Réponse. - Les organismes publics et les associations gestionnaires des centres d'aide par le travail connaissent depuis plusieurs années des difficultés financières croissantes dont ils attribuent la responsabilité au décalage entre les évolutions salariales auxquelles ils sont soumis du fait des statuts ou des conventions collectives dont relèvent leurs personnels, et l'évolution de leurs dotations budgétaires. Pour apprécier et évaluer la situation financière réelle de ces structures, le ministre d'Etat, ministre des affaires sociales, de la santé et de la ville, a décidé avec le ministre du budget, porte-parole du Gouvernement, d'organiser une inspection commune confiée à l'inspection générale des affaires sociales et à l'inspection générale des finances. Les conclusions de cette mission, qui viennent d'être publiées, confirment que les situations d'un établissement à l'autre et, plus généralement d'un département à un autre, sont disparates. Il s'avère, en effet, que les CAT sont différemment dotés, pour des raisons purement historiques, sans pour autant que la nature du handicap du public accueilli puisse le justifier, ce qui explique que certains établissements se trouvent dans une situation financière plus difficile que d'autres. La mission IGAS-IGF formule donc des recommandations à court et à moyen terme, notamment l'élaboration de budgets " base zéro ", ce qui implique le réexamen systématique des conventions et des budgets.

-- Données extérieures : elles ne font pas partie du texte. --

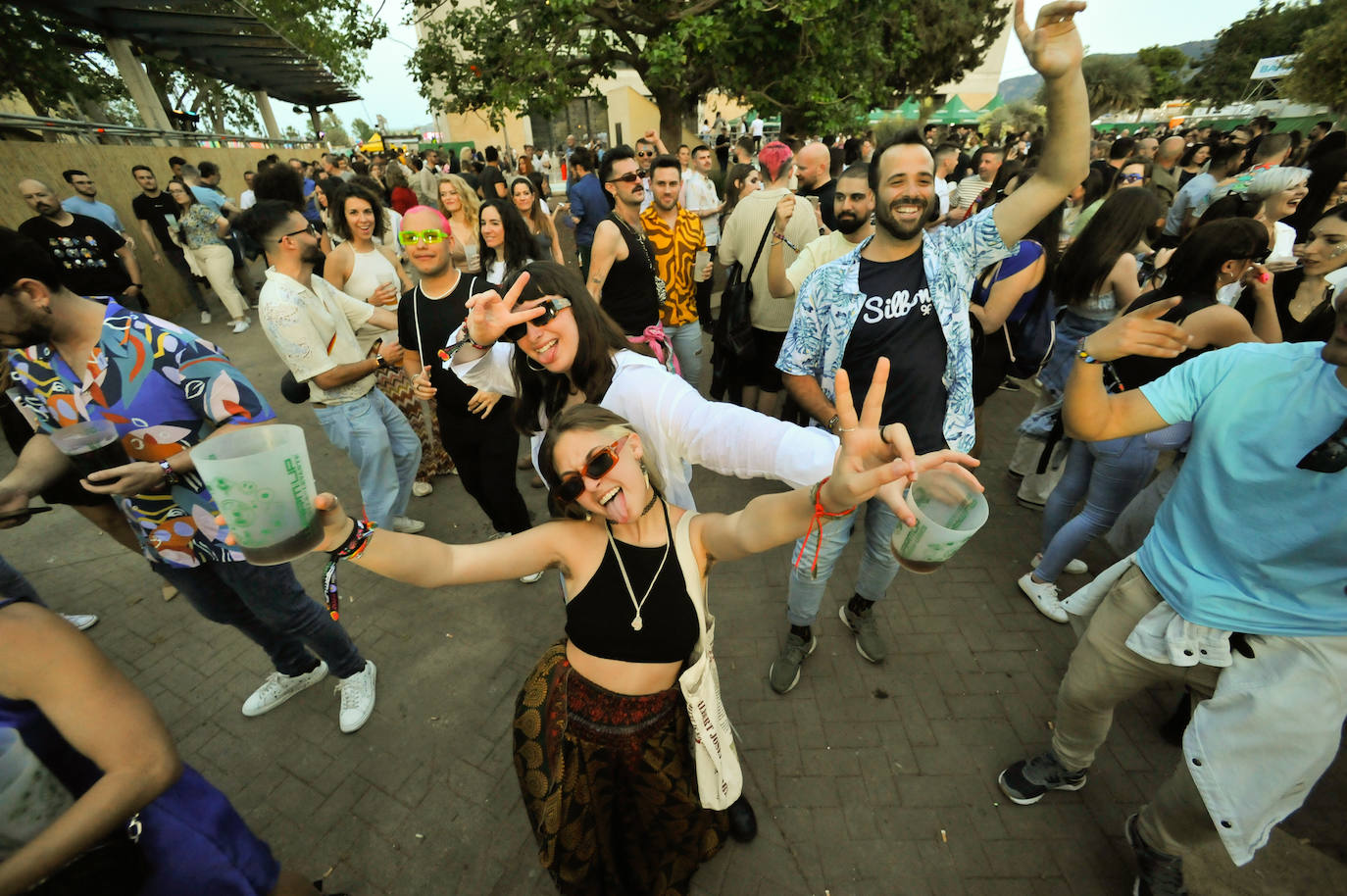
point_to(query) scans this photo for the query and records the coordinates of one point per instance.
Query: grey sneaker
(1157, 873)
(785, 669)
(868, 641)
(1029, 779)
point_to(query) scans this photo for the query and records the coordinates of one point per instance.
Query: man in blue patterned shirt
(903, 295)
(166, 391)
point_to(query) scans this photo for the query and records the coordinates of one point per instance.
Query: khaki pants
(1103, 672)
(217, 263)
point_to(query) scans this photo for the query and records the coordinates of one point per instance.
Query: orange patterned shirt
(675, 252)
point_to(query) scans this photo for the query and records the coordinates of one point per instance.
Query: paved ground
(867, 779)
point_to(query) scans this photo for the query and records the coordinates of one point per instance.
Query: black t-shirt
(162, 213)
(899, 321)
(431, 321)
(85, 251)
(488, 179)
(825, 194)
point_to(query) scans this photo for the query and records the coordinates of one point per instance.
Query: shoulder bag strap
(771, 220)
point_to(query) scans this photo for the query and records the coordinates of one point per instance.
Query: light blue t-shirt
(1245, 540)
(93, 209)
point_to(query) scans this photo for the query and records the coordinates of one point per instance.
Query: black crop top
(598, 619)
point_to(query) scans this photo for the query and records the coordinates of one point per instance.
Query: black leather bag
(734, 326)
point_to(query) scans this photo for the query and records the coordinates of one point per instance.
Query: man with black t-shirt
(903, 295)
(93, 258)
(475, 427)
(158, 213)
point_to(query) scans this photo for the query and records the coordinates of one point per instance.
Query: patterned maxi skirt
(424, 422)
(611, 785)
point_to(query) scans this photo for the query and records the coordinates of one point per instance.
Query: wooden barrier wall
(109, 166)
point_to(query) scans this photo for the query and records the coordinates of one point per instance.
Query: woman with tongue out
(601, 741)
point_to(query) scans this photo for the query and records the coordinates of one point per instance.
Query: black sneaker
(1029, 779)
(1157, 873)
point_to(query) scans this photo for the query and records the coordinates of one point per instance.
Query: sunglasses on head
(550, 305)
(428, 237)
(573, 484)
(1329, 456)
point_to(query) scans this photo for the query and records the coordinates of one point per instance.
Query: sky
(1106, 25)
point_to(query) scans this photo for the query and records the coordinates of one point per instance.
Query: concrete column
(269, 118)
(137, 82)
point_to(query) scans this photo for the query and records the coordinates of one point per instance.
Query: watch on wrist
(170, 474)
(1083, 355)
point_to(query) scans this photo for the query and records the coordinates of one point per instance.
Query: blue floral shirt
(166, 389)
(830, 298)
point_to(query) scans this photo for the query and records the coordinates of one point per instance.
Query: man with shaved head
(813, 166)
(94, 260)
(1164, 175)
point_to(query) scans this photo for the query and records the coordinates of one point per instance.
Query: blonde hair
(465, 195)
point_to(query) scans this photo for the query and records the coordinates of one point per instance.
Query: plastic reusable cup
(92, 446)
(263, 484)
(948, 512)
(703, 258)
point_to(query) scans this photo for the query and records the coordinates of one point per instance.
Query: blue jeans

En effet, les coûts moyens de fonctionnement d'une place de CAT étant très dispersés, une simple réactualisation de ce coût, ne ferait qu'accroître les disparités constatées et ne résoudrait aucunement les difficultés des établissements les moins dotés. Elle préconise la rénovation du cadre budgétaire des CAT pour améliorer la connaissance de l'activité des sections commerciales, l'imputation de l'ensemble des charges commerciales vers les budgets de production et une meilleure appréciation des politiques d'investissement. En conséquence, l'effort d'optimisation des moyens destinés au financement des CAT déjà engagé, devra être poursuivi et intensifié tant au niveau local qu'au niveau national.